La relocalización de cadenas productivas hacia México no termina cuando una empresa encuentra terreno, construye una nave o instala maquinaria. Cada nueva operación también necesita organizar físicamente sus espacios, identificar riesgos y establecer sistemas visuales que puedan entender trabajadores, proveedores y visitantes desde el primer día.
En ese proceso, las placas y señalamientos mexicanos adquieren una función específica. Una planta debe identificar rutas, zonas restringidas, equipos de protección, riesgos, circulación interna y áreas de emergencia de acuerdo con las características de cada instalación.
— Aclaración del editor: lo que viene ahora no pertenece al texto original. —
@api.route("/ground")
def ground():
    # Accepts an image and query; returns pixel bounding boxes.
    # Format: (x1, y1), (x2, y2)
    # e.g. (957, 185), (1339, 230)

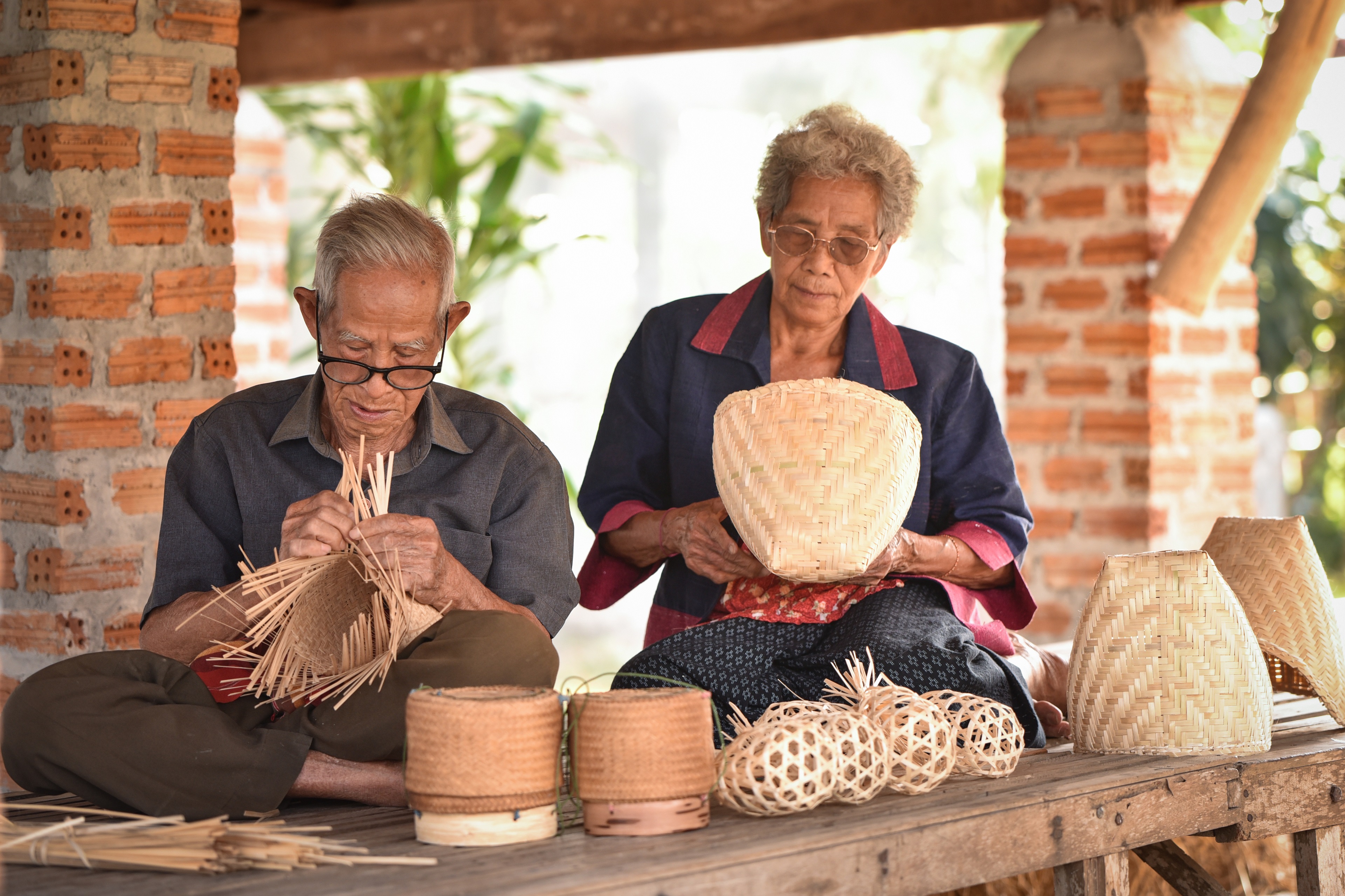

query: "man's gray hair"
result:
(313, 192), (456, 320)
(756, 102), (920, 246)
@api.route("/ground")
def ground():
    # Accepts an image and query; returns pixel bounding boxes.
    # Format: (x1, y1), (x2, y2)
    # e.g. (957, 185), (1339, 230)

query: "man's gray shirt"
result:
(144, 374), (580, 636)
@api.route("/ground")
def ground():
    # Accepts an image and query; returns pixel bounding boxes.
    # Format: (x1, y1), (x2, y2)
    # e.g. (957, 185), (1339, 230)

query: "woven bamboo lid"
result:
(570, 688), (716, 803)
(713, 379), (921, 581)
(406, 686), (561, 813)
(1069, 550), (1271, 755)
(1204, 517), (1345, 725)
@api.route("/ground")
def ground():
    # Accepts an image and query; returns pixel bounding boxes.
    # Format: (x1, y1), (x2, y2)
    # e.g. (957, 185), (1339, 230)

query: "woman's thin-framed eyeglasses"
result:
(767, 225), (882, 266)
(313, 296), (448, 392)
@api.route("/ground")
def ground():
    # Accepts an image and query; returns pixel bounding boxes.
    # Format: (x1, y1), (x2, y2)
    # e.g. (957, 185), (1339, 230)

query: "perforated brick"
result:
(0, 472), (89, 526)
(27, 273), (144, 320)
(23, 405), (143, 451)
(0, 50), (85, 105)
(23, 124), (140, 171)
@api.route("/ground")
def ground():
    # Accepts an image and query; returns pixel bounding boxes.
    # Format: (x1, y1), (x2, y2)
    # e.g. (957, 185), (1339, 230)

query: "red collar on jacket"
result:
(691, 275), (916, 389)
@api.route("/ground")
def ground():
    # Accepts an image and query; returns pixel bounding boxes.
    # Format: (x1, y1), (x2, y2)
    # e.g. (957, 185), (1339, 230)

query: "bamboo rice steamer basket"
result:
(711, 379), (921, 583)
(406, 686), (562, 846)
(570, 688), (716, 837)
(1069, 550), (1271, 756)
(1204, 517), (1345, 725)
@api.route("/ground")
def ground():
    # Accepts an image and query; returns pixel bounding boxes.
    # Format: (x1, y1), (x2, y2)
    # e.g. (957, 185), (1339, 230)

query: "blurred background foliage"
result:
(258, 73), (609, 401)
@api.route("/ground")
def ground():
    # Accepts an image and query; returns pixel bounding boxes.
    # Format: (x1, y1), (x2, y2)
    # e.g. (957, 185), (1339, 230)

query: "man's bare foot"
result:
(1007, 632), (1069, 737)
(285, 749), (406, 806)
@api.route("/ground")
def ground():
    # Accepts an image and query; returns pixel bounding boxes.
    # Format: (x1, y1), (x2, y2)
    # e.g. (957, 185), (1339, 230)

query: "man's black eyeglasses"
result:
(315, 296), (448, 390)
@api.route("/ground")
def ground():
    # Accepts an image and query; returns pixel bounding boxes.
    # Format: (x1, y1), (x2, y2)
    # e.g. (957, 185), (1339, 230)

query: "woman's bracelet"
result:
(942, 536), (962, 581)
La escala del sector explica la importancia de hacerlo correctamente. Durante el cuarto trimestre de 2024, las industrias manufactureras generaron un PIB de 6.79 billones de pesos a precios corrientes. Dentro de ellas, la fabricación de equipo de transporte representó 22.6 % y la industria alimentaria, 20.7 %, según el INEGI.
Una nueva planta necesita hablar el lenguaje de México
Una compañía internacional puede operar bajo políticas globales de seguridad, pero sus instalaciones mexicanas también deben considerar la regulación nacional aplicable.
La NOM-026-STPS-2008, actualmente vigente, establece requerimientos sobre colores y señales de seguridad e higiene, además de la identificación de riesgos por fluidos conducidos en tuberías. La norma contempla señales de prohibición, obligación, precaución e información por eso la importancia de las placas y señalamientos mexicanos.
Por ello, trasladar directamente un sistema visual diseñado para una planta en Estados Unidos, Europa o Asia no necesariamente resuelve las necesidades de una operación mexicana. Antes de fabricar o instalar señalización, la empresa debe identificar qué disposiciones corresponden a cada espacio y actividad.
Además, una instalación industrial cambia con el tiempo. Nuevas líneas de producción, almacenes, equipos o rutas internas pueden modificar las necesidades originales, por lo que las placas y señalamientos mexicanos también requiere revisión.
Proveedores locales dentro de una cadena más amplia
El nearshoring abre oportunidades que van más allá de las grandes inversiones industriales. Cada planta demanda una red de productos y servicios complementarios, desde mantenimiento hasta infraestructura visual.
Además, México cuenta con más de seis millones de establecimientos registrados en la edición del DENUE basada en los Censos Económicos 2024.
En este contexto, fabricar placas y señalamientos mexicanos permite atender requerimientos locales con conocimiento de las disposiciones nacionales y capacidad para adaptar materiales, dimensiones y soluciones a diferentes entornos industriales.